Re. 1, I think outcomes based RL (with some penalty for long responses) should somewhat mitigate this problem, at least if NAH is true?
Can you say more? I don’t think I see why that would be.
Re 2-3, Agree unless we use models that are incapable of deceptive reasoning without CoT (due to number of parameters or training data).
Intuitively it seems like CoT would have to get a couple of OOMs more reliable to be able to get a competitively strong model under those conditions (as you point out).
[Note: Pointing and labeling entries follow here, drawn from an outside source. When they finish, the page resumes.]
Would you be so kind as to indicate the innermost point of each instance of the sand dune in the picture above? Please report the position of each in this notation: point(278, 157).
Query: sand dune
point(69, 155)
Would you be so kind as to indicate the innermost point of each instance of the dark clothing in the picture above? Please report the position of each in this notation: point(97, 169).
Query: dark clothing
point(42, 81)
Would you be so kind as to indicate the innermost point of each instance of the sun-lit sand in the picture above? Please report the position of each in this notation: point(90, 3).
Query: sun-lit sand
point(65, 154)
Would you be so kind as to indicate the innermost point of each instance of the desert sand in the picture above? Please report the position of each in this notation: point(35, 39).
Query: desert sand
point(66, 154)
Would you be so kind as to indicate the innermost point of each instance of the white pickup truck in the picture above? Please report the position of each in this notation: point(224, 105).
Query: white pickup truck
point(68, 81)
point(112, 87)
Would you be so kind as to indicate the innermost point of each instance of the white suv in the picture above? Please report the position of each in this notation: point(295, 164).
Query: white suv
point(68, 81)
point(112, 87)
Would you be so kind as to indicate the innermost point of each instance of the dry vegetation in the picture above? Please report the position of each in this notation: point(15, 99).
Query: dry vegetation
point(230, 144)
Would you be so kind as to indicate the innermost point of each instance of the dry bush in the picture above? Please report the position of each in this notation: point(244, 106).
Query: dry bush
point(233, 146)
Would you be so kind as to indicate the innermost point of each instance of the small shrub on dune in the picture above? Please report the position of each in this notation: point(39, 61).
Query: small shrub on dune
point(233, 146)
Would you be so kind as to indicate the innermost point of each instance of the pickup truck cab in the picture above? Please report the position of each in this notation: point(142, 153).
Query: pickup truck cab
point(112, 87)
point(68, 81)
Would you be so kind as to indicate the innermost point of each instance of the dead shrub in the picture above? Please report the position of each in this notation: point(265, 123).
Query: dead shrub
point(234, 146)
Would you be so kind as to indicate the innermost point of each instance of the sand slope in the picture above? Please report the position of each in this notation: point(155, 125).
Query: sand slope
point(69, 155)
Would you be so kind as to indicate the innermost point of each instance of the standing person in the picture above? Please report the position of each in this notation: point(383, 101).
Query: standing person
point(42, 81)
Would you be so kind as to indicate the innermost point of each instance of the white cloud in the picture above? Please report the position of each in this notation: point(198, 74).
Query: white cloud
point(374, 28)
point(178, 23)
Can you say more? I don’t think I see why that would be.
When we ask whether some CoT is faithful, we mean something like: “Does this CoT allow us to predict the LLM’s response more than if there weren’t a CoT?”
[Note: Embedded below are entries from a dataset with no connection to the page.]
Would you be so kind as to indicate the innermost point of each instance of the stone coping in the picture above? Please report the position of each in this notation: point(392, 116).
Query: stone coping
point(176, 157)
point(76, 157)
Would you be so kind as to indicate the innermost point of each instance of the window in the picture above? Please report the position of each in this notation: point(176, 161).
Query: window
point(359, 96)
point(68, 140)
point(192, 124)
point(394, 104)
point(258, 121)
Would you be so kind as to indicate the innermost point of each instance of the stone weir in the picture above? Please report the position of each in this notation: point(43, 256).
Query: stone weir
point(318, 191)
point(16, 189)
The simplest reason I can think of for why CoT improves performance yet doesn’t allow predictability is that the improvement is mostly a result of extra computation and the content of the CoT does not matter very much, since the LLM still doesn’t “understand” the Cot it produces the same way we do.
If you are using outcomes-based RL with a discount factor (γ in π∗=argmaxπE[∑∞k=0γkR(s,a,s′)]) or some other penalty for long responses, there is optimisation pressure towards using the abstractions in your reasoning process that most efficiently get you from the input query to the correct response.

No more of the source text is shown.